En los últimos años hemos impulsado proyectos de educación ambiental y protección de la naturaleza, e invitado a las comunidades a conocer su entorno natural. El que no conoce el lugar donde habita, difícilmente sabrá lo frágil que es, y menos la importancia de protegerlo para contar con los servicios ecosistémicos que el bosque nativo nos brinda.
Asimismo, creemos que la viverización es clave para frenar la pérdida de bosque nativo.
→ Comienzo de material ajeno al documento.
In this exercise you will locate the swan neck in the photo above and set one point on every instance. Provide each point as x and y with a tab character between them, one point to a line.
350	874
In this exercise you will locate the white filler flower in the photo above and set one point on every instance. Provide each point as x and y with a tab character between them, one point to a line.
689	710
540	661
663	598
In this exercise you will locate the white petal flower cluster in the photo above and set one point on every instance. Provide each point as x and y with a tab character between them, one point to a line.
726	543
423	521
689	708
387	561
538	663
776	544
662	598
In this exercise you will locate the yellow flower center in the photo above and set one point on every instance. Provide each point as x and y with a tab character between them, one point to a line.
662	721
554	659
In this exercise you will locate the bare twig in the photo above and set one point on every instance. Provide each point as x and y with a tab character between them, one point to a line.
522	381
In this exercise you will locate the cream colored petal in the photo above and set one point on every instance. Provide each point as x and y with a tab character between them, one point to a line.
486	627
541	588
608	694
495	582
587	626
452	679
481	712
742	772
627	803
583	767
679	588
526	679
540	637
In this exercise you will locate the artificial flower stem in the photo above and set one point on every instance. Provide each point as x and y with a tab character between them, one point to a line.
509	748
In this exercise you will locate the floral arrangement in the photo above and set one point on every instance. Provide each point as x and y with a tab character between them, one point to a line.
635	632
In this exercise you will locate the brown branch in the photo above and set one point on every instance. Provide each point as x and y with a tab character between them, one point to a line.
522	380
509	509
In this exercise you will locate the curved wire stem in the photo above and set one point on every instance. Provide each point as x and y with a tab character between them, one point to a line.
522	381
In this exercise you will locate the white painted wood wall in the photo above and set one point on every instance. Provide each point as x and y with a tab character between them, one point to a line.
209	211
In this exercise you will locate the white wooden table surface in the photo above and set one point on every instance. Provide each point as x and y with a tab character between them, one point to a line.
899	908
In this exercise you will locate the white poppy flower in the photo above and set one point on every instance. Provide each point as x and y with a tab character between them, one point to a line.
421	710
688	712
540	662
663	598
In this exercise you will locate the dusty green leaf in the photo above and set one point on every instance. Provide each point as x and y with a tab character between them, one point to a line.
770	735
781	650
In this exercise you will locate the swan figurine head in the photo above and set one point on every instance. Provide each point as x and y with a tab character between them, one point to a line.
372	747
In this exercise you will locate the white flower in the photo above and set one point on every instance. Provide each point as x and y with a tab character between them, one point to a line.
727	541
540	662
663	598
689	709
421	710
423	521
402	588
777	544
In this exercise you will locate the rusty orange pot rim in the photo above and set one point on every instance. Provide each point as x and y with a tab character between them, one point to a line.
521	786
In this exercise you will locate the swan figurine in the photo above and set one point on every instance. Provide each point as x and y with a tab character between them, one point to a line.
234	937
Es por ello que, desde el año 2023 junto a personas de la sociedad civil, estamos impulsando un proyecto de forestación y reforestación con flora nativa en toda la comuna, donde la idea es llegar a todas las localidades, sedes de juntas de vecinos, clubes deportivos, plazas y espacios comunes que no cuenten con cobertura arbórea, o si tienen, es escasa. Nuestra meta es 5.000 árboles nativos.
Pero no es suficiente. Durante los años que llevamos trabajando en la comuna, hemos constatado que el municipio, gobernación y las instituciones del Estado han sido reaccionarias al enfrentar la pérdida del bosque nativo. No vemos apoyo a su protección y resguardo, más bien, vemos abandono de estos espacios vitales para nuestra sobrevivencia.
Creemos que es indispensable cambiar la visión del actual modelo económico, ya que lo único que se ha logrado es destruir a pasos acelerados el lugar que cohabitamos con otras especies biológicas.
Recientemente los Gobiernos de las regiones Metropolitana y de Valparaíso firmaron un acuerdo para proteger y regenerar la cuenca del Río Maipo, un acuerdo que también debería alcanzar a nuestro territorio en la comuna de Paine. Sin apoyo, son muchas las amenazas que nos pueden llevar a convertirnos en una zona de sacrificio más.